Credit: Brand X

Understanding the extent, distribution and age of human protein-coding genetic variants across diverse populations allows fascinating insights into human population dynamics and the resultant evolutionary forces. Cataloguing and dating such variation will also allow us to understand the origin of the seemingly endless list of potential disease variants and to prioritize among them for further investigation. A recent study describes the sequencing of 15,336 genes in 4,298 individuals of European American and 2,217 individuals of African American ancestry, providing insights into a recent human population expansion and the associated evolution of disease variants.

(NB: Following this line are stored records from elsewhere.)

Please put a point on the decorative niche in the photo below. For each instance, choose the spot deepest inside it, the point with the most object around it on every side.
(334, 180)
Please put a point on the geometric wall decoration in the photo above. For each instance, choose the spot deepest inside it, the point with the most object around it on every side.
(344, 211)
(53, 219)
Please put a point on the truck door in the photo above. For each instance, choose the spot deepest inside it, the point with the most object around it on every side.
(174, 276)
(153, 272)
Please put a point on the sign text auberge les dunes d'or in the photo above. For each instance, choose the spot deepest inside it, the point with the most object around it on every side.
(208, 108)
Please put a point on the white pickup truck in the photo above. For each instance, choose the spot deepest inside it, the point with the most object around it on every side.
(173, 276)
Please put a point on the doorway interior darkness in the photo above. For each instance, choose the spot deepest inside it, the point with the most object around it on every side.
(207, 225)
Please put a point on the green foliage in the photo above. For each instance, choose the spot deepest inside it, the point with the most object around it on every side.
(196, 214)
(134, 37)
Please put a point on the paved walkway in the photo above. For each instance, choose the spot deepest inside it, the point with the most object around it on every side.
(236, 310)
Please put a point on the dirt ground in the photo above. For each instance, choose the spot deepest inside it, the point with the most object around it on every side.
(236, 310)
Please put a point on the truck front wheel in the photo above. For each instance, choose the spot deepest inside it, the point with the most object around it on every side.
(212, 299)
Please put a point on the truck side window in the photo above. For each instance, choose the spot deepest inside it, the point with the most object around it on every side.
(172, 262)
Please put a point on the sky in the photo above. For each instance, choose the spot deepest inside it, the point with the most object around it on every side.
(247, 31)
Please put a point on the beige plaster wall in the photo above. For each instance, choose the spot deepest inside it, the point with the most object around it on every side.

As a part of the US National Institutes of Health Heart, Lung and Blood Institute (NHLBI)-sponsored Exome Sequencing Project (ESP), Fu et al. identified 1,146,401 autosomal single-nucleotide variants (SNVs) in the sequenced exomes. They dated these using a simulation approach that modelled the data to different coalescence scenarios. The age of the SNVs was consistent with a modified 'out-of-Africa' model in which accelerated population growth began 5,115 years ago with the per-generation growth rate being higher in European Americans than in African Americans. The identification of an excess of rare variants in the data supported the occurrence of this population expansion. Furthermore, the authors estimate that 73% of all protein-coding variants occurred within the past 5,000 years. SNVs that were more than 50,000 years old were more often associated with African American samples, probably as a result of stronger genetic drift in European populations that is associated with the migration out of Africa.

To identify putative deleterious variants, Fu et al. used four functional prediction algorithms and two conservation-based methods. They found that 86% of deleterious variants arose within the past 5,000 years (91.2% and 77% for European Americans and African Americans, respectively) and that the fraction of putative deleterious variants diminished with the age of the variants. The authors then analysed the distribution of these putative deleterious mutations in genes that cause Mendelian disorders, essential genes and genes that are associated with complex disease. In European American populations, the percentage of deleterious genes in these categories was increased relative to genes classified as 'other'. However, this was not the case in African American samples. Further simulations revealed that this difference was probably due to the population bottleneck associated with the out-of-Africa expansion, resulting in weaker purifying selection. The distribution of the putative deleterious variants in Kyoto Encyclopedia of Genes and Genomes (KEGG) pathways showed that the age of mutations varied across functional pathways in both population samples. For example, in metabolic pathways, variants were older than in other pathways and, interestingly, in disease pathways, variants were newer than in other pathways.

The study here provides interesting insights into the recent expansion of disease-causing variants. Furthermore, it could provide a framework on which new methods for prioritizing disease-causing variants could be based.